I scoured house building forums to grasp sound design philosophies and appropriate materials. Consulting experienced builders, I nodded along to their jargon, making notes to decrypt the words later. Soon enough, my notebook pages overflowed with terms like “plumb,” “backfill” and “deadman.”

Despite the meticulous plans I drew out, real life had far more challenges than neat blue boxes of graph paper. I mastered the art of improvisation: thinking on my feet and solving problems that thorough planning couldn’t predict. When I ran out of lag bolts, I instructed my team of volunteers to continue with temporary deck screws while orchestrating a last-minute run to Home Depot.

With these experiences, my goals become clearer than ever: continue to lead, build and serve. Although a simple fence and my contributions as a high school volunteer may not impact millions, the resourcefulness, adaptability and never-ending pursuit of knowledge I developed have the potential to do so.

That’s not to say volunteering at the hospital completely made me disinterested in medicine and building a fence kindled a hidden passion for construction. Instead, I found a deeper, more complex appreciation for both.

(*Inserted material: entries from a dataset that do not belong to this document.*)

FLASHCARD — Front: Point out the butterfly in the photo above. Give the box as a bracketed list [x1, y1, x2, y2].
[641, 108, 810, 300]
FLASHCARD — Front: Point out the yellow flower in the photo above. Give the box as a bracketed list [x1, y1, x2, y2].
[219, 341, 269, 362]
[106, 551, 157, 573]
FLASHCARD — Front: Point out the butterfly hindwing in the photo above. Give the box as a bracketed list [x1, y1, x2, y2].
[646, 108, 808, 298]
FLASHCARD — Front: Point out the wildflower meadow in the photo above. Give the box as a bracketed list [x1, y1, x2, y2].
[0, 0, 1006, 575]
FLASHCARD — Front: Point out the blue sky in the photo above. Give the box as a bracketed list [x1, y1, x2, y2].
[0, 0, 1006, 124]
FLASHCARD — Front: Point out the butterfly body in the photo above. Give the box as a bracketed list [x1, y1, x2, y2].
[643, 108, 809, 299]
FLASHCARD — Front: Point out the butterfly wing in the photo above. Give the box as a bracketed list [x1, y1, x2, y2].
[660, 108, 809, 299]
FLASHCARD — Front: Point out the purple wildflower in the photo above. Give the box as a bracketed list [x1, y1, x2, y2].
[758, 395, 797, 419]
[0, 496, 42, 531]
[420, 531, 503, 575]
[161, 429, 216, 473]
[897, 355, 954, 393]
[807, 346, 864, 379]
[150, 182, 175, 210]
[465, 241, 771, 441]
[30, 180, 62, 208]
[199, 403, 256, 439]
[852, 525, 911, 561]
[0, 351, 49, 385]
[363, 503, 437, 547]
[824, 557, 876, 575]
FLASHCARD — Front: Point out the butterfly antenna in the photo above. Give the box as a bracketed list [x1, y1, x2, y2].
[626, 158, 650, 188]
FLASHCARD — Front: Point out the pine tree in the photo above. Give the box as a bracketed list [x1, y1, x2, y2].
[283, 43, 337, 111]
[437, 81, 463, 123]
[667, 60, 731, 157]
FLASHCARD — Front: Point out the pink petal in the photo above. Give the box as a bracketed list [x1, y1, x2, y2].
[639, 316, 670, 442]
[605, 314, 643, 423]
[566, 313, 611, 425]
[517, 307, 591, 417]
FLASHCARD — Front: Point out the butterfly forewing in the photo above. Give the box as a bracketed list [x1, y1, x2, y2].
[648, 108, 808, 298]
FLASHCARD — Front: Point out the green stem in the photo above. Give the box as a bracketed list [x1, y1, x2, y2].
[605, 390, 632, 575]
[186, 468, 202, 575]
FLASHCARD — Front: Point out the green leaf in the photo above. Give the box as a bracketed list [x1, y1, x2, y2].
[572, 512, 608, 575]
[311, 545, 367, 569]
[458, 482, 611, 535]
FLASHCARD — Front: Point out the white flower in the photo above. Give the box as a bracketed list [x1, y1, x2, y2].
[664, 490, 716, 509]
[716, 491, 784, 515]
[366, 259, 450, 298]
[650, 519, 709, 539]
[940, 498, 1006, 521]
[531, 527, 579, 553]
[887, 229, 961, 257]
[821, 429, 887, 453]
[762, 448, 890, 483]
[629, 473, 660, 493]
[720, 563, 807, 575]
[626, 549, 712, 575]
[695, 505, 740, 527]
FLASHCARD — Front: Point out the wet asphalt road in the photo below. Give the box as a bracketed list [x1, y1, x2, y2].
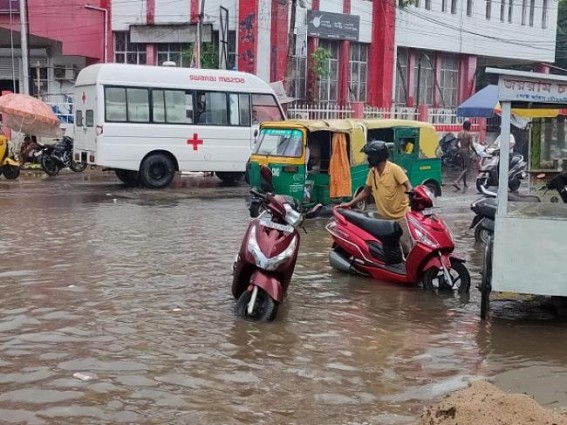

Looking ahead, I can’t wait to pursue an education and a career that never settles. I have a few more experiences to look forward to: a job at a boating company over the summer and an engineering practicum in the fall. I wonder what they’ll be like.

While having a concise idea in mind was a great place to start, keeping an open mind has given me a sense of self-confidence. Paradoxically, the more I explore without a goal in mind, the clearer my purpose in life becomes.